On September 12 The Wall Street Journal ran an article titled “Will Wikipedia Mean the End Of Traditional Encyclopedias?” It featured a back-and-forth conducted via email between Wikipedia founder Jimmy Wales and Encyclopedia Britannica editor-in-chief Dale Hoiberg. There are no surprises–Hoiberg and Wales defend their respective platforms, with Wales touting Wikipedia’s openness and breadth of contributing community and Hoiberg citing Britannica’s tradition of scholarship and editorial control. It actually becomes fairly testy by the end. One interchange did cause me to spit out my coffee:
Mr. Wales: Artificially excluding good people from the process is not the best way to gather accurate knowledge. Britannica has acknowledged the value of having multiple contributors, although of course because they are proprietary rather than freely licensed they would have a very hard time attracting the kind of talent that we have.
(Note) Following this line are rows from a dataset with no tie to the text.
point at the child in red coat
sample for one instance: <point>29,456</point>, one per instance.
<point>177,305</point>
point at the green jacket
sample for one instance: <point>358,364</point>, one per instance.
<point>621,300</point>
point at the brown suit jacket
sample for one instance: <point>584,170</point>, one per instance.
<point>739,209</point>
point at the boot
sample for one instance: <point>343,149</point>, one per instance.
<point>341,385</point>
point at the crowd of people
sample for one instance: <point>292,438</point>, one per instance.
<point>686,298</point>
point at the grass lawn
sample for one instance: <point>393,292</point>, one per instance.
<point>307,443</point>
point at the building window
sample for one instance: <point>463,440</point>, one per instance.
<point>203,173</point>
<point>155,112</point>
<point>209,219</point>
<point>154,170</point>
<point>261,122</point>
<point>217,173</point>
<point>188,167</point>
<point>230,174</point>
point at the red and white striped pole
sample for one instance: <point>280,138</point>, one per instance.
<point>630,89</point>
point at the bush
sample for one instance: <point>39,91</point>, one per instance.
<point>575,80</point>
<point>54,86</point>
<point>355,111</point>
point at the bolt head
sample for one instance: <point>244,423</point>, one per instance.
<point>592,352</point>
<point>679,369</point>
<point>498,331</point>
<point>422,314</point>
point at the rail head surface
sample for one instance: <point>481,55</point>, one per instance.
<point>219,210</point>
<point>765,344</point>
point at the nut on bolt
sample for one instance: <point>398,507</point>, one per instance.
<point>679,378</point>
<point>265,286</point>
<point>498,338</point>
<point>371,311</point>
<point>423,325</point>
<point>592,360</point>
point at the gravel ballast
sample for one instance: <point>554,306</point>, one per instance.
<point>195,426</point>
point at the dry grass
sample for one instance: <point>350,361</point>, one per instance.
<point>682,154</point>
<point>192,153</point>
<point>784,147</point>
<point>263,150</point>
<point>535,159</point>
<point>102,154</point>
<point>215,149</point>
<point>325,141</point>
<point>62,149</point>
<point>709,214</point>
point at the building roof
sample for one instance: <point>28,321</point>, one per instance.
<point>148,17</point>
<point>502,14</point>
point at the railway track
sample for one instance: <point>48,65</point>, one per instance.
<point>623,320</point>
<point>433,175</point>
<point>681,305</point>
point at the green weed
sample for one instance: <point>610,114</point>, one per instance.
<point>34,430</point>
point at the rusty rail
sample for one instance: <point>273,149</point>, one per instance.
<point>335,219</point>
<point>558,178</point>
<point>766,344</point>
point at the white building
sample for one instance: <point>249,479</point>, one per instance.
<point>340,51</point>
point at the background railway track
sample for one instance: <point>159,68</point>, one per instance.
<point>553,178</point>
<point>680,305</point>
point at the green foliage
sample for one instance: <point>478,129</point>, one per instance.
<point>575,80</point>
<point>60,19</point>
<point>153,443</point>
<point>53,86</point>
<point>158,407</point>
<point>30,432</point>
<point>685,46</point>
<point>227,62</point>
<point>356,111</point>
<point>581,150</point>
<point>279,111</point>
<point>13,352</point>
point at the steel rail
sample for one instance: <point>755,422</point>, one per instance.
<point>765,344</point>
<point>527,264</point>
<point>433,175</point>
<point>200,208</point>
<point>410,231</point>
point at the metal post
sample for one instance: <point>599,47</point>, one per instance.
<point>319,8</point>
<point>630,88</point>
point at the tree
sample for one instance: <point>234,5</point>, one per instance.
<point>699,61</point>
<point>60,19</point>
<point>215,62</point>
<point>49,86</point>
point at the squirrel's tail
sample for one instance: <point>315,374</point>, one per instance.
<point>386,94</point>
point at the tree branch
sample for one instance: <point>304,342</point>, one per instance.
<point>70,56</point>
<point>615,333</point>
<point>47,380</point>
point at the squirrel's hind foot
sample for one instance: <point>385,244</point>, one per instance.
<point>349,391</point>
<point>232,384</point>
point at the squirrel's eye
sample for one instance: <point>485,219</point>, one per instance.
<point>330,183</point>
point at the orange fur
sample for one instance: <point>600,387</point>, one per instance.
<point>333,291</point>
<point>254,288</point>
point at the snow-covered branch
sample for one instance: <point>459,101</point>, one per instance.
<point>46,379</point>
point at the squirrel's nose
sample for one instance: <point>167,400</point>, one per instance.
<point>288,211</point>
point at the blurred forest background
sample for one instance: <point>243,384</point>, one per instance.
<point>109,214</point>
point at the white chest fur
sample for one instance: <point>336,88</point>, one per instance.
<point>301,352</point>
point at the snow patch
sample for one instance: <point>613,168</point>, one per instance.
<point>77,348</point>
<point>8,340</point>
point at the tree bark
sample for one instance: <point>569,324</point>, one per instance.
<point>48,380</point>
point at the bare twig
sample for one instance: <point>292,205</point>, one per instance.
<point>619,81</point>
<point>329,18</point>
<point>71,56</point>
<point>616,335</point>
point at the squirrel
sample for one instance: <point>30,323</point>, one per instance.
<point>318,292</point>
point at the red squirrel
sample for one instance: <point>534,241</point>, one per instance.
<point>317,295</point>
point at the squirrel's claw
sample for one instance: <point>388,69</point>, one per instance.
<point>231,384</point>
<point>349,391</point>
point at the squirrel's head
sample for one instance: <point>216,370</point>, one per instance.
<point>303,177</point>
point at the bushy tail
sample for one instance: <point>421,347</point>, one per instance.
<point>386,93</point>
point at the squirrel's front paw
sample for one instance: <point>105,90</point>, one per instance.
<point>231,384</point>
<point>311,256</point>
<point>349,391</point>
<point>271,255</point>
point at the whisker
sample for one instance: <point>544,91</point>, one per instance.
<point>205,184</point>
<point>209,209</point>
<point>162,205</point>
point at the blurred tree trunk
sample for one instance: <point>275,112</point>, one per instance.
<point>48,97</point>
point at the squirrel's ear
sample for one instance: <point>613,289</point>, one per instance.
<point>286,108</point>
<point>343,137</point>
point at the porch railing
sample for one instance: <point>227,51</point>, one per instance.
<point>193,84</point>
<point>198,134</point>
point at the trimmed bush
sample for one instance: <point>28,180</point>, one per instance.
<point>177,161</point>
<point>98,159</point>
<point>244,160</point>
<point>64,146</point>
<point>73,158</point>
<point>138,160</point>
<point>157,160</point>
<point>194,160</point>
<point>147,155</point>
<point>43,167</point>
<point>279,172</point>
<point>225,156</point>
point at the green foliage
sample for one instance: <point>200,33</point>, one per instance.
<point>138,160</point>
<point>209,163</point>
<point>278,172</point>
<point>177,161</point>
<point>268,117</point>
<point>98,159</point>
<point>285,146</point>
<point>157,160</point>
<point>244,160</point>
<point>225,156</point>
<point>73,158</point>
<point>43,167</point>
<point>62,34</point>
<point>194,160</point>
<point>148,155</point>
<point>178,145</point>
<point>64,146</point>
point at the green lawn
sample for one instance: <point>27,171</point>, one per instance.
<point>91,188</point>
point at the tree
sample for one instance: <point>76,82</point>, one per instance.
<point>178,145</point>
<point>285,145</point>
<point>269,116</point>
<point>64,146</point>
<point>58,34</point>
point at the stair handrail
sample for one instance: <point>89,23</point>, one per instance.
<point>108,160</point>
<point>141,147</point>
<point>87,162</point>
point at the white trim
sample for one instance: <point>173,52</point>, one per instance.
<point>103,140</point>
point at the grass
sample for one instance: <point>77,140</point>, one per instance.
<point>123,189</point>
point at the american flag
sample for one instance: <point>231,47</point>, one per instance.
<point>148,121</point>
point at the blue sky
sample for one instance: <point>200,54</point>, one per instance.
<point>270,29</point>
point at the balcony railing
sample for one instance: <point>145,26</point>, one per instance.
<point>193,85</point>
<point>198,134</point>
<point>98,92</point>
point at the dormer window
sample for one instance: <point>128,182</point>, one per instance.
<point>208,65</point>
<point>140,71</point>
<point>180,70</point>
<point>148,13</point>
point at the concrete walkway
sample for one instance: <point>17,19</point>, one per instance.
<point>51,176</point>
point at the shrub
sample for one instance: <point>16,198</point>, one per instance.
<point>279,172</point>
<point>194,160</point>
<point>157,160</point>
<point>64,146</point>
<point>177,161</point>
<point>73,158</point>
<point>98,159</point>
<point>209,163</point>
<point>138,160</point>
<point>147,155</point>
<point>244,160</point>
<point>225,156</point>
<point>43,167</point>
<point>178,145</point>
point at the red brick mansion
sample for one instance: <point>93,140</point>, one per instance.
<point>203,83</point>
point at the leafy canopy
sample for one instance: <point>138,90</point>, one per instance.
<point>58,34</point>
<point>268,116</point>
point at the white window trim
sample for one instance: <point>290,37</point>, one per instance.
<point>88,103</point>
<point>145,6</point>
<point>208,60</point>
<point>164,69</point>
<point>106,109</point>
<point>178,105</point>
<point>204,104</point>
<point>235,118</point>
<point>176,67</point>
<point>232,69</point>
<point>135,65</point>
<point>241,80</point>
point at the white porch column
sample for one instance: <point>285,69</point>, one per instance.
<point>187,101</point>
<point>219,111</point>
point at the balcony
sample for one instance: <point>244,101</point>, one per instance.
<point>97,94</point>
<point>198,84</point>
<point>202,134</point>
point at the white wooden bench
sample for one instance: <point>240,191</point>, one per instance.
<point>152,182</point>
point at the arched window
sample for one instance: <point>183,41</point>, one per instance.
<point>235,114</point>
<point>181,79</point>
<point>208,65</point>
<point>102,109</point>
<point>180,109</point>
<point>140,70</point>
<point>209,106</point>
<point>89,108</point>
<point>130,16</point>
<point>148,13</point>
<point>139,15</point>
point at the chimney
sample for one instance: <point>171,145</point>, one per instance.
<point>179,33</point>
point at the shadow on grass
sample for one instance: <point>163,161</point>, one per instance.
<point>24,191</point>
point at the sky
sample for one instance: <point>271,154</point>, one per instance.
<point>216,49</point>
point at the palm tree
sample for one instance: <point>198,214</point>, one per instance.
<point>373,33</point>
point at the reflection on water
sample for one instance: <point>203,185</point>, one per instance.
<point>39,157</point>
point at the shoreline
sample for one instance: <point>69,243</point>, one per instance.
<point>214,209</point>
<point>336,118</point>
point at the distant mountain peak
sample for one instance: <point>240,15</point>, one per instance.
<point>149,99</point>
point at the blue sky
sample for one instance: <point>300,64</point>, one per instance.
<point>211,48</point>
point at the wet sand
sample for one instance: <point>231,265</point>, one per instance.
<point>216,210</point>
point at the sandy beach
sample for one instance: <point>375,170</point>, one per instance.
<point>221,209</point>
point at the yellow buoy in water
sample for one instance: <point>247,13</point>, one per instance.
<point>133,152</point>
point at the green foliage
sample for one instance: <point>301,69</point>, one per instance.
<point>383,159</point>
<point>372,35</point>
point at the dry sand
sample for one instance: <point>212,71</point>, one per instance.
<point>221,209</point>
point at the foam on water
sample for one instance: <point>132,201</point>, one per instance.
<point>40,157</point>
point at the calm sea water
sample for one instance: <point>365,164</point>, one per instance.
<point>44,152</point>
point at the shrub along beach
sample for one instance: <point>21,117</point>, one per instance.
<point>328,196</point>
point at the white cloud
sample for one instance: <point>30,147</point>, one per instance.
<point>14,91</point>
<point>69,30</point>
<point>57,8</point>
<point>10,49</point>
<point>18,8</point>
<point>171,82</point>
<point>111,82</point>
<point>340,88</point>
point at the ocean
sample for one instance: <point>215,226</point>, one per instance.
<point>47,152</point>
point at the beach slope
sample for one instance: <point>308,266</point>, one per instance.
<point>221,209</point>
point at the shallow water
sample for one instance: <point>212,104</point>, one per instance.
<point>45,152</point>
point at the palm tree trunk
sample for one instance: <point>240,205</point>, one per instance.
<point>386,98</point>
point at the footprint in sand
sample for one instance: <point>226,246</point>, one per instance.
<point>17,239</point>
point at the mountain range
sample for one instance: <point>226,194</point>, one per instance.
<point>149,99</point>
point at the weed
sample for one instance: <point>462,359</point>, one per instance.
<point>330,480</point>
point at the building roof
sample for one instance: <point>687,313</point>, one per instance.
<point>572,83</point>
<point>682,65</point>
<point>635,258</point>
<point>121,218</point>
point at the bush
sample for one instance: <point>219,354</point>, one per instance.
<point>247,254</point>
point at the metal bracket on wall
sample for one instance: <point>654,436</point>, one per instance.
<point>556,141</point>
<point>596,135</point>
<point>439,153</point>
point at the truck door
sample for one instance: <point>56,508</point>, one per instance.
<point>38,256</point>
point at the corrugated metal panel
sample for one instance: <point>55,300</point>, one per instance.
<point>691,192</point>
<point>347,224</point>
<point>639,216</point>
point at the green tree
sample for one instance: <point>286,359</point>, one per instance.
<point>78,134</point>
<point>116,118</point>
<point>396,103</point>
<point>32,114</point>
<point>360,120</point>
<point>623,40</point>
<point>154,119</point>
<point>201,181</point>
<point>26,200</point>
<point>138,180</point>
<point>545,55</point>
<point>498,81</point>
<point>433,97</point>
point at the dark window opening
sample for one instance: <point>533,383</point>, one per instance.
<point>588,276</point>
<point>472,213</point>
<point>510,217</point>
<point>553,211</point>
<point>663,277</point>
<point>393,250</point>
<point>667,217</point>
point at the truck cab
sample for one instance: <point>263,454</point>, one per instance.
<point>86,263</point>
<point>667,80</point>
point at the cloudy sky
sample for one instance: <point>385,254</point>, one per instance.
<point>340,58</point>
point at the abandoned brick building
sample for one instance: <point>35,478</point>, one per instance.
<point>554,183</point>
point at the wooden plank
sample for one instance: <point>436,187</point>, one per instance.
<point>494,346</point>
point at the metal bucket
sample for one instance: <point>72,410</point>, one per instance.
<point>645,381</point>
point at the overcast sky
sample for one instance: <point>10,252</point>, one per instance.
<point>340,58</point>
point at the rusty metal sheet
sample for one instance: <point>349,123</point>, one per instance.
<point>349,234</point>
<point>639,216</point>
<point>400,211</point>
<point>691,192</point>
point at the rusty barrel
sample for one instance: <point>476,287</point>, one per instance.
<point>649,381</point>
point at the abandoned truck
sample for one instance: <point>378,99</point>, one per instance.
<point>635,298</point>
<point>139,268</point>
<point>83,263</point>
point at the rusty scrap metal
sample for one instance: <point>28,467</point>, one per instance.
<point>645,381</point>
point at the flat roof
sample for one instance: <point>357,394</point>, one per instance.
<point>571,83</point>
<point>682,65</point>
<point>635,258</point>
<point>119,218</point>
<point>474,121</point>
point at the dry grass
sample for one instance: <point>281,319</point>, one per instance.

Mr. Hoiberg: I can only assume Mr. Wales is being ironic when he says Britannica would have a hard time attracting the kind of talent that Wikipedia has.
(Emphasis supplied) I’ve yet to be convinced by the Internet-utopian argument that more cooks make for a better meal. I’m not talking about open-source software. Conveying authoritative information is not the same as writing functional code. Wales’ article of faith is that more contributors = more qualified contributors = better quality content. The irony is that Wikipedia is moving towards less openness and more control. The days of “hey, gang, let’s write an encyclopedia” are over. Britannica, on the other hand, is no longer defined by its multi-volume bound encyclodpedia (Hoiberg notes that “we publish principally on the Internet”) and has moved towards greater responsiveness and timeliness.
This is one of those Internet litmus-test issues that determines whether you’ve drunk the Kool-Aid: Wikipedia or Britannica? Open-source all the time or editorial control? A “transparent” or proprietary model? “Transparency” is not always a virtue. Just ask the Emperor in the new clothes.